100% toxic: A review of the environmental history of toxins and toxicity in Aotearoa New Zealand
DOI:
https://doi.org/10.26686/jnzs.iNS40.10441Abstract
Over the last three decades, scholars have produced a large body of work showcasing how people have engaged with the environments of Aotearoa New Zealand culturally, politically, intellectually, and economically. This diversity in perspective is perhaps best exemplified by the 2002 anthology Environmental Histories of New Zealand edited by Eric Pawson and Tom Brooking, and of which a new edition, Making a New Land: Environmental Histories of New Zealand, was published in 2013.[i] Nevertheless, there remain perspectives largely absent in New Zealand environmental historiography. Foremost among them are matters of toxins and toxicity. Indeed, while the Waitangi Tribunal has shed light on the impacts of toxins in some of its reports, for example how sewage discharge and industrial waste have polluted traditional fishing grounds, scholarship conducted outside the Waitangi Tribunal has been largely limited to expose the hypocrisy of marketing slogans like “100% Pure New Zealand” by showcasing how agricultural and industrial practices have polluted and continue to pollute lands, lakes and rivers.[ii]

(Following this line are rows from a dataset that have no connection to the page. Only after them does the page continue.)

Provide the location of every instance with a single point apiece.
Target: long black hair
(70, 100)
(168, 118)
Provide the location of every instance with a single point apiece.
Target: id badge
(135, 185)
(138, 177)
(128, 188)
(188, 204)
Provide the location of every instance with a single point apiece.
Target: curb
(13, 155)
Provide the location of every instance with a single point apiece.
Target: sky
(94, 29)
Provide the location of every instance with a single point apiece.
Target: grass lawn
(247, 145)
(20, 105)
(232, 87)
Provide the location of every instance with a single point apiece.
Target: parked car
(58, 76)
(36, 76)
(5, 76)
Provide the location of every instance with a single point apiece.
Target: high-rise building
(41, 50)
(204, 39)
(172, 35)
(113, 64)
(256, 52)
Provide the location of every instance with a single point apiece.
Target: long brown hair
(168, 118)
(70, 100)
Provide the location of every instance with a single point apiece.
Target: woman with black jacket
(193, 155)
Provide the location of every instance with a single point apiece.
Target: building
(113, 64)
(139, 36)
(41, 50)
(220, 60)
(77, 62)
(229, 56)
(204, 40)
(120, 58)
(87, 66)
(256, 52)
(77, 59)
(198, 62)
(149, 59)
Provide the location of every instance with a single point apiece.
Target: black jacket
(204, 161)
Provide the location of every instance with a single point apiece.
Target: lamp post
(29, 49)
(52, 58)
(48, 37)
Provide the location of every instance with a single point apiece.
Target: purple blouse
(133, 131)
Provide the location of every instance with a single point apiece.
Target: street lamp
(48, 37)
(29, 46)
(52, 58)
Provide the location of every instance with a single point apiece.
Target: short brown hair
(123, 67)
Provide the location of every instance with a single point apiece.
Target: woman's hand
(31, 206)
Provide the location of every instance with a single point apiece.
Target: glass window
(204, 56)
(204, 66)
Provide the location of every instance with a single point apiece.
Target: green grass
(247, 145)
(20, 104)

[i] Eric Pawson and Tom Brooking, eds., Environmental Histories of New Zealand (Melbourne: Oxford University Press, 2002); Eric Pawson and Tom Brooking, eds., Making a New Land: Environmental Histories of New Zealand (Dunedin: Otago University Press, 2013). See also Tom Brooking, Eric Pawson, et. al., Seeds of Empire: The Environmental Transformation of New Zealand, new edition (London: Bloomsbury, 2020).

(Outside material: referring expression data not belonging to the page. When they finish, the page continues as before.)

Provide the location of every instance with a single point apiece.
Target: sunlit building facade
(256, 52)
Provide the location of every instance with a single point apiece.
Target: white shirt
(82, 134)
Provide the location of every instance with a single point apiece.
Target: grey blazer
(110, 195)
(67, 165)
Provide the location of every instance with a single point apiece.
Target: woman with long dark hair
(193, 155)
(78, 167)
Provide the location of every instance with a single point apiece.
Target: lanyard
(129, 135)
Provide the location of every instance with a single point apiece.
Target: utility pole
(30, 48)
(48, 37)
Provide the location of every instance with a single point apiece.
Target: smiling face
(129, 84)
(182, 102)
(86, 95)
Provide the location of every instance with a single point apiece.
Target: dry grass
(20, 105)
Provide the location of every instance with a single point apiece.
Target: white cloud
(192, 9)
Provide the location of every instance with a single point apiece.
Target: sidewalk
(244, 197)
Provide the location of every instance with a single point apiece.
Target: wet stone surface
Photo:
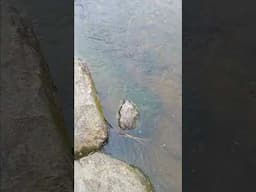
(127, 115)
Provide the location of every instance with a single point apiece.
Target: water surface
(133, 49)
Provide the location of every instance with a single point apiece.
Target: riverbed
(133, 50)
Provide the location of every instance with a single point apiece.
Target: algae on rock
(33, 153)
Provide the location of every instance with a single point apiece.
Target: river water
(133, 50)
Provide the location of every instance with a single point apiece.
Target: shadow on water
(133, 49)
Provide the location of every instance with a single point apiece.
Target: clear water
(133, 49)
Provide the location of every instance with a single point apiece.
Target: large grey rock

[ii] See, for example: Jonathan West, “Mirrors on the Land: Histories of New Zealand Lakes,” Journal of New Zealand Studies NS30 (2020): 2-37; Catherine Knight, Beyond Manapouri: 50 Years of Environmental Politics in New Zealand (Christchurch: Canterbury University Press, 2018); Catherine Knight, New Zealand’s rivers: An Environmental History (Christchurch: Canterbury University Press); Terry Hearn, “Mining the quarry,” in Making a New Land: Environmental Histories of New Zealand, ed. Eric Pawson and Tom Brooking (Dunedin: Otago University Press, 2013), 106-121; Tom Brooking and Vaughan Wood, “The grassland revolution reconsidered,” in Making a New Land: Environmental Histories of New Zealand, ed. Eric Pawson and Tom Brooking (Dunedin: Otago University Press, 2013), 193-208; Nicola Wheen, “An updated history of New Zealand environmental law,” in Making a New Land: Environmental Histories of New Zealand, ed. Eric Pawson and Tom Brooking (Dunedin: Otago University Press, 2013), 277-292; Michael J. Stevens, “Ngāi Tahu and the ‘nature’ of Māori modernity,” in Making a New Land: Environmental Histories of New Zealand, ed. Eric Pawson and Tom Brooking (Dunedin: Otago University Press, 2013), 293-309. For instances where the Waitangi Tribunal have studied the impact of toxins, see, for example Waitangi Tribunal, The Report of the Waitangi Tribunal on the Motunui-Waitara claim (Wai 6), second edition (Wellington: The Tribunal, 1989) and Waitangi Tribunal, Report of the Waitangi Tribunal on the Manukau claim (Wai 8), second edition, (Wellington: The Tribunal, 1989).